В этом состоянии я находилась уже три недели. На последней неделе это начало отражаться и на моей внешности. Я стала бледной, с темными кругами под глазами, с расширенными зрачками; слабость, которую сама я чувствовала уже давно, теперь заметили и другие. Мой отец взволновался, спросил, что со мной. Но с упрямством, которое сегодня я не могу понять, я упорно отвечала, что со мной все в порядке.
И действительно, я не страдала и не была жертвой физического недомогания. Нет, скорее всего, причиной недуга было либо мое воображение, либо нервы.
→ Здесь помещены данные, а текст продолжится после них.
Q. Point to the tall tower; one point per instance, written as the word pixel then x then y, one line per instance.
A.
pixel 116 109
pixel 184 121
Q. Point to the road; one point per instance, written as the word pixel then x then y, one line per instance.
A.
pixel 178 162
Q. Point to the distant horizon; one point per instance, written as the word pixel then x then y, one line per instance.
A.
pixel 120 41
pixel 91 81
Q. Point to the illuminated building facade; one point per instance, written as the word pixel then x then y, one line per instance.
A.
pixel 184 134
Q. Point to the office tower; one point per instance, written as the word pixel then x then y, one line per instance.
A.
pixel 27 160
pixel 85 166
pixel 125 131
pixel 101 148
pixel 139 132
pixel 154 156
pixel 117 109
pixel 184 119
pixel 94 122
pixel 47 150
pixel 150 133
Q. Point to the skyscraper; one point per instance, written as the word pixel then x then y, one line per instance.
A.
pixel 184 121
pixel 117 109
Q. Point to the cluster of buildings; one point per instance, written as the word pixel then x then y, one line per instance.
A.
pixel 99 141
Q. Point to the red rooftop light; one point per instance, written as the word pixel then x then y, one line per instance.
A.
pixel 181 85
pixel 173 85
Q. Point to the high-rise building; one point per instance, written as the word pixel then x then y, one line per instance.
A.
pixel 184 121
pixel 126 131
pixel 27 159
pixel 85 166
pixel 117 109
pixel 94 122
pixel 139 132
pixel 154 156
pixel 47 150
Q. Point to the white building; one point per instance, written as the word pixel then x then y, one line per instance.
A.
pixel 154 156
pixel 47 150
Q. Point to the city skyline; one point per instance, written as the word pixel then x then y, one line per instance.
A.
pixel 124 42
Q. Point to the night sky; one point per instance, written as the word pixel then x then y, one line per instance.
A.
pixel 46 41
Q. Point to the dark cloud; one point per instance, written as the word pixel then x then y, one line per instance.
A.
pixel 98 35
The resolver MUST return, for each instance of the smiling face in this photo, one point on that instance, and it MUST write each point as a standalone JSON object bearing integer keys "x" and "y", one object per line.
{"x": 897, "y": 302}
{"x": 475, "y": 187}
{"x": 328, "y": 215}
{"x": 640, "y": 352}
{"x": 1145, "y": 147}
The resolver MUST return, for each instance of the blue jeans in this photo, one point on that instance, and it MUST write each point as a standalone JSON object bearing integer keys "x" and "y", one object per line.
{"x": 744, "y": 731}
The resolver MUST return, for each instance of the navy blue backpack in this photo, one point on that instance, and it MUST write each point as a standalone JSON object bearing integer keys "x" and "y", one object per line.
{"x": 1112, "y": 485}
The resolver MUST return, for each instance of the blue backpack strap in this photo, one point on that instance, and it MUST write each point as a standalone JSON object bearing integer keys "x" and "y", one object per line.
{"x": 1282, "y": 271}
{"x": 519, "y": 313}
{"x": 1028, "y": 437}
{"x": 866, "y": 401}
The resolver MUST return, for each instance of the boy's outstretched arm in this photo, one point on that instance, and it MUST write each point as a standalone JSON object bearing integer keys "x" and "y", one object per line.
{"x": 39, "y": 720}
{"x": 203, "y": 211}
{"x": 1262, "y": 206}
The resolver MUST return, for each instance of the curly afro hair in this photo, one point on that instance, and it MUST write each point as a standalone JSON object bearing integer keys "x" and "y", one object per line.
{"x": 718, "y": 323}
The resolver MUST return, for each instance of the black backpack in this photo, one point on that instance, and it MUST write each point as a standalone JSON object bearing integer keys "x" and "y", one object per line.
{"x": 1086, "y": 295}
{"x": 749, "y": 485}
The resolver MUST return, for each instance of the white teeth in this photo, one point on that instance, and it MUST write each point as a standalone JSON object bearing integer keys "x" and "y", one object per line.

Кармилла тоже жаловалась на сны и лихорадочные видения, но не видела в них ничего угрожающего. Мое же состояние было угрожающим, но я не могла этого понять. Как будто на мои чувства оказывалось скрытое влияние, похожее на наркотическое, чтобы притупить их.
А теперь я поведаю сон, который повлек за собой любопытное открытие.
Однажды ночью, вместо голоса, который я уже привыкла слышать во мраке, прозвучал другой, страшный и нежный одновременно. Он говорил: "Твоя мать предупреждает тебя, что ты должна опасаться убийцы." В этот момент комната вокруг меня вдруг осветилась, и я увидела у своей постели Кармиллу в пропитанной кровью ночной рубашке.